"Vamos a hacer un temita para calentar a la gente”, anuncia Ruben Rada, con las manos apoyadas sobre unas congas negras pintadas con trazos de colores. “Es un obsequio para ustedes, que son tan divinos y tan amables”, suelta con esa delicadeza burlona que desarma cualquier solemnidad. Entonces, la cuerda de tambores marca la clave y Gustavo Montemurro dispara el riff de piano de “Candombe para Gardel”.
La canción tiene la costumbre de hacer bailar hasta al más reticente. Pero esta vez es distinto. Rada y su banda de nueve músicos forman un círculo. A su alrededor, 60 personas marcan la clave con las palmas y cantan ese estribillo que suena a Barrio Sur en pleno abril. Los camarógrafos serpentean entre el público para registrar cada baile, cada sonrisa, cada mirada cómplice entre Rada y el Lobo Núñez y a las hermanas Julieta y Lucila Rada cantando como una sola voz.
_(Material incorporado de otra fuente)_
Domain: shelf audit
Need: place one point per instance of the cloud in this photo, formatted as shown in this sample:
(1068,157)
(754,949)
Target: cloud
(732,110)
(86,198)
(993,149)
Es lunes 11 de mayo. La noche ya cayó sobre El Pinar. En la escuela de música El Bosque Suena se filma el episodio debut de ¿Quién va a cantar?, el ciclo musical que tiene a Rada como anfitrión. El programa se estrenará este jueves en YouTube, el mismo día en que el músico cumplirá 83 años. Afuera ya hace frío. Adentro, entre las paredes de madera, los vasos con fernet y las velas, sigue siendo abril.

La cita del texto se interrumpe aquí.